このレンズはズームレンズなので、他の焦点距離でも確認しました。厳密には各焦点距離で異なるピントになりますが、200mmで合わせるのがもっとも良さそうでした。

今回の結果で最も注意しなくてはならないのは、ピントのわずかなズレで写りが大きく変わっているように見えることです。大きく変わる、というのはピクセル100%で見た場合ですからあまり厳密になり過ぎかもしれません。写真の本質とは違います。
しかし、レンズの評判は、案外このようなわずかなズレで良くなったり悪くなったりしているのではないでしょうか。そして、本来のレンズ性能がわずかなピンぼけでスポイルされていることにもなります。

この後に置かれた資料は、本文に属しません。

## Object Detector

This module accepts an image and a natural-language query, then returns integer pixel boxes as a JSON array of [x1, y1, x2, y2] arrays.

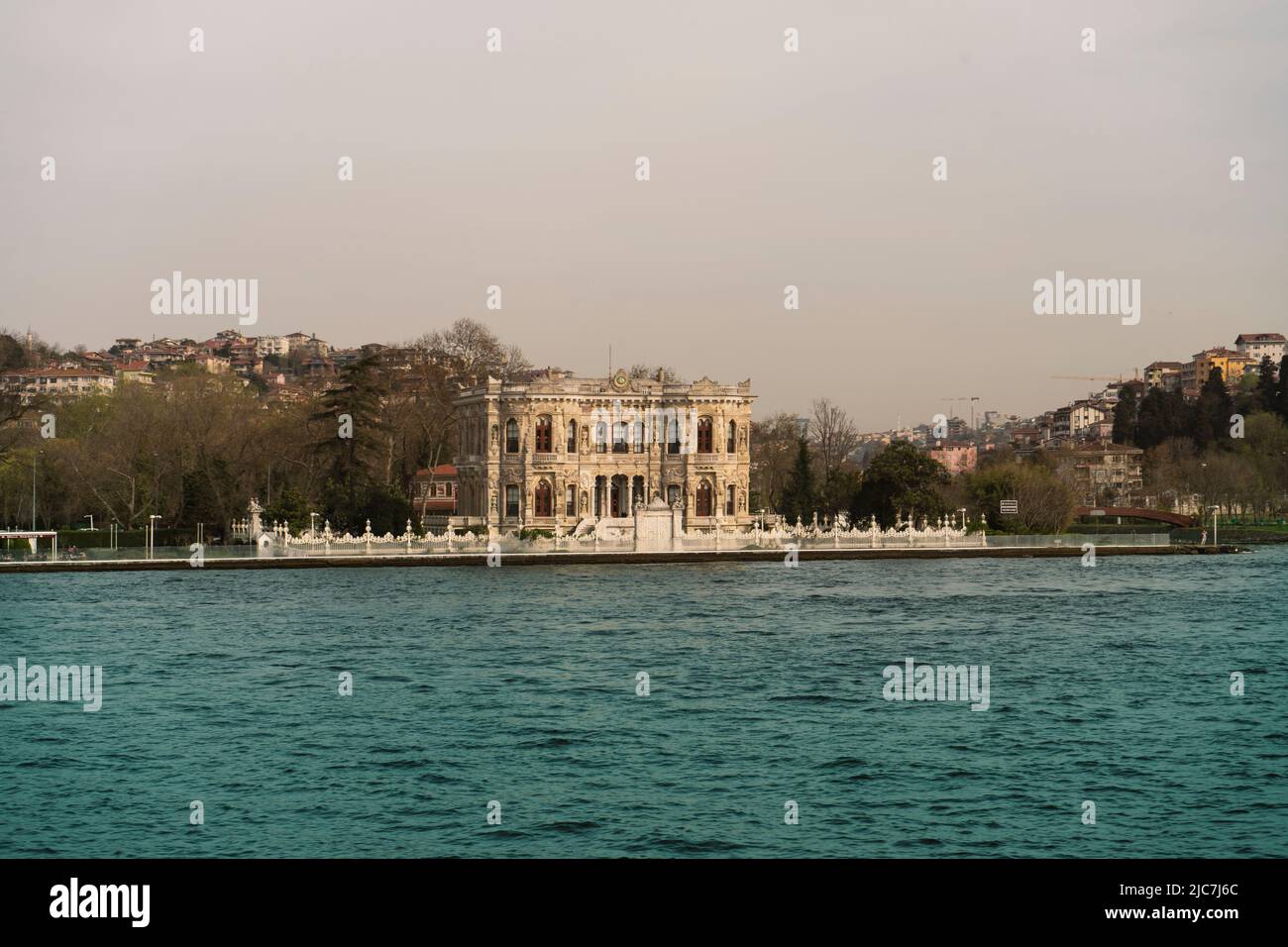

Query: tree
[[808, 398, 859, 513], [1275, 355, 1288, 421], [778, 437, 816, 523], [1192, 366, 1234, 450], [1112, 382, 1140, 445], [1256, 356, 1279, 411], [416, 318, 532, 384], [313, 353, 390, 527], [1134, 388, 1190, 449], [966, 460, 1076, 533], [850, 441, 950, 528], [751, 412, 800, 513], [626, 362, 680, 381]]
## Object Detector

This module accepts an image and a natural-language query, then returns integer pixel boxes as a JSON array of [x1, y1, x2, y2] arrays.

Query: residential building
[[1145, 362, 1185, 390], [0, 368, 116, 403], [930, 441, 979, 474], [455, 369, 755, 528], [116, 361, 158, 385], [1181, 347, 1259, 398], [1059, 443, 1143, 506], [411, 464, 459, 519], [1234, 333, 1288, 365]]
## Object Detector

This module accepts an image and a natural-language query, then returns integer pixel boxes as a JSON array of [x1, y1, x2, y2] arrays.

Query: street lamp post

そして、近距離でのテスト結果は遠距離では変わるということも重要です。AF微調整を近距離だけで判断するのは危険です。レンズの収差が近距離では大きくなるので、たとえば球面収差が大きい状態で合わせてしまうと、変動してしまいます。
この変動は絞り値でさらに大きく変わります。AFセンサーには標準F値(普通はF5.6)でしか光が入りませんが、開放時ではその変動分を補正してAF駆動するはずです。開放Fで調整すれば他の絞りでは焦点深度が深くなるのでごまかせるでしょうが、ここまで拡大すれば見えてきます。

それにしてもオートフォーカスは絶対のものではないことは肝に銘じておいた方が良いでしょう。あくまで35mmフィルムと同じように、写真を対角線と同じ距離から肉眼で見た時に許容値に入っていれば良いのですから。